ISLAMABAD: Pakistani authorities detained five citizens at Lahore airport after they were deported from Sharjah for attempting to travel to the United Kingdom on forged British visas, the Federal Investigation Agency (FIA) said on Saturday.

The five men had initially traveled from Lahore to Malaysia earlier this year on visit visas, the agency said.

After their stay in Malaysia, it added, they allegedly tried to fly onward to the UK from Sharjah using counterfeit documents obtained through agents.

“Five Pakistani passengers were deported from Sharjah for possessing fake British visas,” the FIA said in its statement. “Upon arrival at Lahore airport, the deported passengers were taken into custody.”

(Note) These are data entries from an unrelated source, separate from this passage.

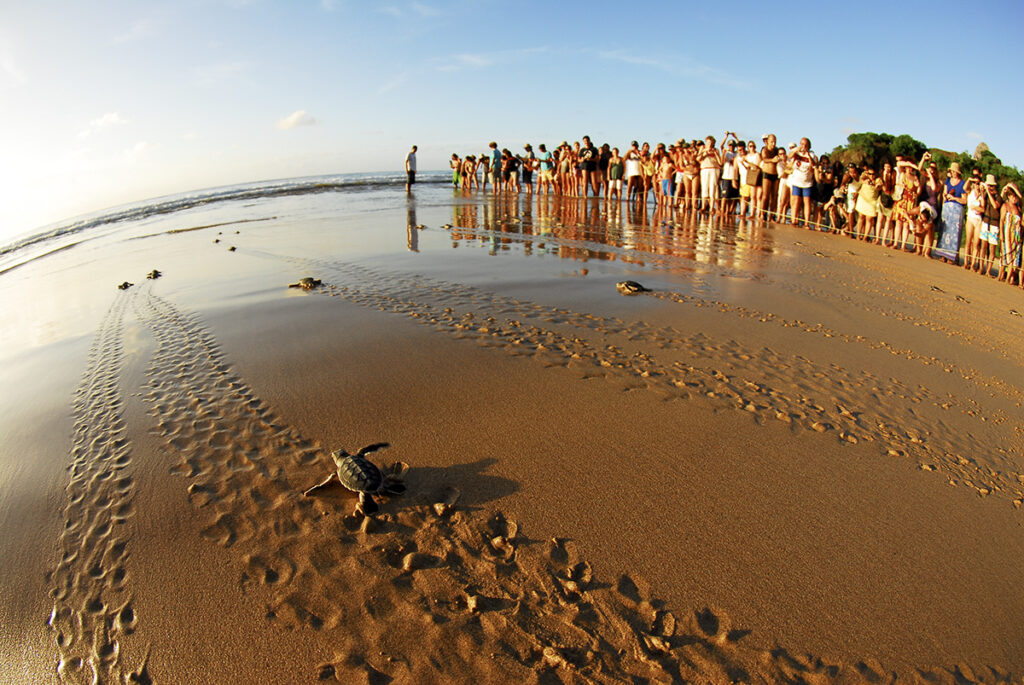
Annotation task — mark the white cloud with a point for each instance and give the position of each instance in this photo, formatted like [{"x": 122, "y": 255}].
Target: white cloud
[
  {"x": 12, "y": 73},
  {"x": 484, "y": 59},
  {"x": 101, "y": 122},
  {"x": 137, "y": 151},
  {"x": 393, "y": 83},
  {"x": 424, "y": 10},
  {"x": 141, "y": 30},
  {"x": 417, "y": 8},
  {"x": 679, "y": 66},
  {"x": 211, "y": 75},
  {"x": 299, "y": 118}
]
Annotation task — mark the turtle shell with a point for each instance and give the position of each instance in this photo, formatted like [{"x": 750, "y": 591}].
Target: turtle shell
[
  {"x": 357, "y": 473},
  {"x": 630, "y": 288}
]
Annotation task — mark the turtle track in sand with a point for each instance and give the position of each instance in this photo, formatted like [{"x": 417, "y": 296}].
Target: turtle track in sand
[
  {"x": 853, "y": 405},
  {"x": 426, "y": 588},
  {"x": 92, "y": 608}
]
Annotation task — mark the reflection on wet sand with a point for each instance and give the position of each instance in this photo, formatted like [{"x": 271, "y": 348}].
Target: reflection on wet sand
[{"x": 591, "y": 228}]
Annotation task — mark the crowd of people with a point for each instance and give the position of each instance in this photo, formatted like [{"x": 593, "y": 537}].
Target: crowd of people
[{"x": 904, "y": 205}]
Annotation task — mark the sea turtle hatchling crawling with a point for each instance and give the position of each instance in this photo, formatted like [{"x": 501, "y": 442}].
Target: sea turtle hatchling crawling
[
  {"x": 360, "y": 475},
  {"x": 306, "y": 284},
  {"x": 631, "y": 288}
]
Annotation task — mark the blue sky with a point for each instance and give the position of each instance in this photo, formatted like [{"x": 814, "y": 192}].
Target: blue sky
[{"x": 109, "y": 101}]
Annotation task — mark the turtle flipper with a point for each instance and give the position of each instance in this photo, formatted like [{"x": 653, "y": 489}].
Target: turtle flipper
[
  {"x": 326, "y": 481},
  {"x": 372, "y": 447},
  {"x": 367, "y": 505}
]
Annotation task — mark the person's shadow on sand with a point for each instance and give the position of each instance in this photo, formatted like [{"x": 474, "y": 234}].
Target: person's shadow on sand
[
  {"x": 474, "y": 485},
  {"x": 426, "y": 484}
]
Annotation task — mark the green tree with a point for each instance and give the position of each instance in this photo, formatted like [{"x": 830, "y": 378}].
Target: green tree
[{"x": 907, "y": 146}]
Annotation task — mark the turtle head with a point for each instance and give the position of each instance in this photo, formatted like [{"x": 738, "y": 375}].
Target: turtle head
[{"x": 339, "y": 456}]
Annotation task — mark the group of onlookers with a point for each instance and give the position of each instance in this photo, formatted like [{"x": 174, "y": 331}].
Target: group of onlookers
[{"x": 904, "y": 205}]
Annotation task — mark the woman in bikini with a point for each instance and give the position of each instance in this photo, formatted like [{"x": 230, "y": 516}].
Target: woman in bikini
[
  {"x": 972, "y": 229},
  {"x": 647, "y": 169},
  {"x": 771, "y": 155},
  {"x": 1010, "y": 224},
  {"x": 616, "y": 168},
  {"x": 752, "y": 164}
]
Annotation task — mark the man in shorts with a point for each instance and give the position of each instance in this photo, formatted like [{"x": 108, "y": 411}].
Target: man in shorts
[
  {"x": 496, "y": 166},
  {"x": 588, "y": 158},
  {"x": 547, "y": 164},
  {"x": 410, "y": 169},
  {"x": 528, "y": 164}
]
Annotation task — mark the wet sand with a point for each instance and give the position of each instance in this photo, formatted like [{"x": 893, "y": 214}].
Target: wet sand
[{"x": 794, "y": 459}]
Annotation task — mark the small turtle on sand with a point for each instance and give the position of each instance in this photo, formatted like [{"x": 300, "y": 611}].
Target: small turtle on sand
[
  {"x": 631, "y": 288},
  {"x": 360, "y": 475},
  {"x": 306, "y": 284}
]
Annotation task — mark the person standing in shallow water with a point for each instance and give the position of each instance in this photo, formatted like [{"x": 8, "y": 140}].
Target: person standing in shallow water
[{"x": 410, "y": 169}]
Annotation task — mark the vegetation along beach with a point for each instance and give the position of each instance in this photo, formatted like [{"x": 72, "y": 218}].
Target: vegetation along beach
[{"x": 353, "y": 343}]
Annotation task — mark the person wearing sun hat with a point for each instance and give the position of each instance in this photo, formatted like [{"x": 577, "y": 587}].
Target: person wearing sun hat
[
  {"x": 1010, "y": 238},
  {"x": 951, "y": 219},
  {"x": 989, "y": 224}
]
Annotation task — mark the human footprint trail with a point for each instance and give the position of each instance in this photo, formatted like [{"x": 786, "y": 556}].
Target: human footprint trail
[
  {"x": 854, "y": 405},
  {"x": 92, "y": 603}
]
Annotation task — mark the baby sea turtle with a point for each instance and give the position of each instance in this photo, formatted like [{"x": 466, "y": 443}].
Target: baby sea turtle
[
  {"x": 631, "y": 288},
  {"x": 306, "y": 284},
  {"x": 360, "y": 475}
]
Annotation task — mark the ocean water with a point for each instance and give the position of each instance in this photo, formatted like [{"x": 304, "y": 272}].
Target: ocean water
[
  {"x": 573, "y": 228},
  {"x": 66, "y": 233}
]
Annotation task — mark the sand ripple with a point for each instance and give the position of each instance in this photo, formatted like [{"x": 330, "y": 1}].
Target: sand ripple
[
  {"x": 854, "y": 405},
  {"x": 92, "y": 606}
]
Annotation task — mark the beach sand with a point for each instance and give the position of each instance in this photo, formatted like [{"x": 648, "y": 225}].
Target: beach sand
[{"x": 799, "y": 458}]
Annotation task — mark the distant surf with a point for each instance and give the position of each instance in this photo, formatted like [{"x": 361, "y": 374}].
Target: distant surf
[{"x": 51, "y": 238}]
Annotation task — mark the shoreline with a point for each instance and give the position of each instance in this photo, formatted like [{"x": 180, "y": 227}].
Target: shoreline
[{"x": 695, "y": 441}]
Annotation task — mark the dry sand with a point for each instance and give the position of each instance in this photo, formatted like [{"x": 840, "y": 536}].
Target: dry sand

Pakistan has tightened its crackdown on illegal immigration and human smuggling in recent years after a series of deadly boat tragedies involving its citizens attempting to reach Europe.

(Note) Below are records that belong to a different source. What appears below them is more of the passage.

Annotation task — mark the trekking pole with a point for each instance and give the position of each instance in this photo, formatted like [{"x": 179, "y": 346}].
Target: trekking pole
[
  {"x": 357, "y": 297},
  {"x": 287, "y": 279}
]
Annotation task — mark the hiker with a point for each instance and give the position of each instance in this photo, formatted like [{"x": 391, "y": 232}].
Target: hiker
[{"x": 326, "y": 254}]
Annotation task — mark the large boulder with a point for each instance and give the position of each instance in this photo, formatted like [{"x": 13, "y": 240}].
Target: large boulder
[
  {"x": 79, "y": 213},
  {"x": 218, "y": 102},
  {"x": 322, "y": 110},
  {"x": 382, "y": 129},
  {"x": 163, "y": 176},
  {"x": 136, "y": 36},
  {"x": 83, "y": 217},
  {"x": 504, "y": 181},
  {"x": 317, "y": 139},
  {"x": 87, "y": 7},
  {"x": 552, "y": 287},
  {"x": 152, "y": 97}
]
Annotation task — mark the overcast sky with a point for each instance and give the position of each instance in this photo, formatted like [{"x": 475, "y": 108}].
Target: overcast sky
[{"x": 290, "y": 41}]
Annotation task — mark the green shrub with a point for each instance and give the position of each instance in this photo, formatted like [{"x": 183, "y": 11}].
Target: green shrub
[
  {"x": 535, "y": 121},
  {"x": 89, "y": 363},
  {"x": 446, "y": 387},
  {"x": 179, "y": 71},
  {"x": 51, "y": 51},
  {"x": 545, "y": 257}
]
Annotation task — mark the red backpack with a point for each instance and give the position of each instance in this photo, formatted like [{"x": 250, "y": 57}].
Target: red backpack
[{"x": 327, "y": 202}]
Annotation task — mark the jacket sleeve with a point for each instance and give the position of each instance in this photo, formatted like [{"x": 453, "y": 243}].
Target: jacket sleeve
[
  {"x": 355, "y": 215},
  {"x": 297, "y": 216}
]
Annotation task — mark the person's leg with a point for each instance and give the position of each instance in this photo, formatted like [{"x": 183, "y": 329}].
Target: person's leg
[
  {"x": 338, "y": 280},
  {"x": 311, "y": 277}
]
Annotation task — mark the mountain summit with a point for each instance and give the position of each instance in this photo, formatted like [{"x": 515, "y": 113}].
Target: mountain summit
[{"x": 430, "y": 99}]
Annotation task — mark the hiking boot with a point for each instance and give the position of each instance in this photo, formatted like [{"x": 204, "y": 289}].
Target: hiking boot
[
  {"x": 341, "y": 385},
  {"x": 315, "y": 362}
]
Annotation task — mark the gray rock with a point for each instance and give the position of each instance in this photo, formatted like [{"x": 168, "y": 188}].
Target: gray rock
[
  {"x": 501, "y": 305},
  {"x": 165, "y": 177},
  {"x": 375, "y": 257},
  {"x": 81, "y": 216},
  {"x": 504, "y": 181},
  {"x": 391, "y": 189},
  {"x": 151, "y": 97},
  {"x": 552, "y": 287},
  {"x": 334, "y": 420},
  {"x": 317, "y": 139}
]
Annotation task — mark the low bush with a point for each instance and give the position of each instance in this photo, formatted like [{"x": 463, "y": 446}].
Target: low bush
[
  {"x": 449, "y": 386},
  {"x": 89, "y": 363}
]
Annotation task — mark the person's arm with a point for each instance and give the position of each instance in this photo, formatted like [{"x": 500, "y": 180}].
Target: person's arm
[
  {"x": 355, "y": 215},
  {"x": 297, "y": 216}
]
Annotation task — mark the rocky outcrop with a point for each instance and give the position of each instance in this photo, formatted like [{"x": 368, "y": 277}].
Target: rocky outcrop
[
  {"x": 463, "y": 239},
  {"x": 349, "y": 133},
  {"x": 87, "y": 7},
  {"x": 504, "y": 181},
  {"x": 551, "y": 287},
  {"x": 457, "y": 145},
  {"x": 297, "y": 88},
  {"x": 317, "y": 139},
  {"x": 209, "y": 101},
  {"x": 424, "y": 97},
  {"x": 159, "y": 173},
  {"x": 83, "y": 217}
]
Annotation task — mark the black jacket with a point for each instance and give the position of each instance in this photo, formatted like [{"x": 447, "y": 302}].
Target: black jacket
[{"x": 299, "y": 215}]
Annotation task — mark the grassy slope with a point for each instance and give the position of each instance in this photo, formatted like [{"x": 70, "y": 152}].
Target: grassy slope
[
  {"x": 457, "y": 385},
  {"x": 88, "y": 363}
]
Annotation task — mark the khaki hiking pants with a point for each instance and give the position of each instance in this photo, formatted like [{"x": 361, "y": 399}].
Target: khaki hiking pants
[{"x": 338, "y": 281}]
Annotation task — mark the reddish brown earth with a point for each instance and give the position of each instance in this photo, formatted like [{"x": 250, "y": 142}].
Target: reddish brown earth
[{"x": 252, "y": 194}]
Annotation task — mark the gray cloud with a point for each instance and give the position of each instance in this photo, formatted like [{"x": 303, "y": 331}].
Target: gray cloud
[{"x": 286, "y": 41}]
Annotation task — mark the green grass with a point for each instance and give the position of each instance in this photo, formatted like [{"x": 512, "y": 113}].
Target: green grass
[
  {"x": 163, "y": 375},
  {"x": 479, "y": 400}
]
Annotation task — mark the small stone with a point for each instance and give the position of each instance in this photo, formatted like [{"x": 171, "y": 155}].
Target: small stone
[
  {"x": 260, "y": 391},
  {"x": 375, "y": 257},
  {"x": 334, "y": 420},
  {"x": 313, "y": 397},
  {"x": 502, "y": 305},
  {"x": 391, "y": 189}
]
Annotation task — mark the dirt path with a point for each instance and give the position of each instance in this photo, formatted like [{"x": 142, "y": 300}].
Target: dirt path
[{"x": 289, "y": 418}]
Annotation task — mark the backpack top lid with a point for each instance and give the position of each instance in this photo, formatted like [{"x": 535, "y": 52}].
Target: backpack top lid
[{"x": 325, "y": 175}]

In July, Prime Minister Shehbaz Sharif said the government was targeting organized criminal networks and urging the public to use safe and legal pathways for overseas employment.

He said the state was expanding job opportunities at home and abroad but warned that irregular migration routes were dangerous and violated national and international law.

The FIA said all five men had been transferred to the Anti-Human Smuggling Circle in Lahore for further investigation.

According to its statement, the forged travel documents were acquired with the assistance of intermediaries, leading authorities in the United Arab Emirates to deny them entry and deport them to Pakistan.

The FIA said the inquiry into the visa fraud and the agents involved was ongoing.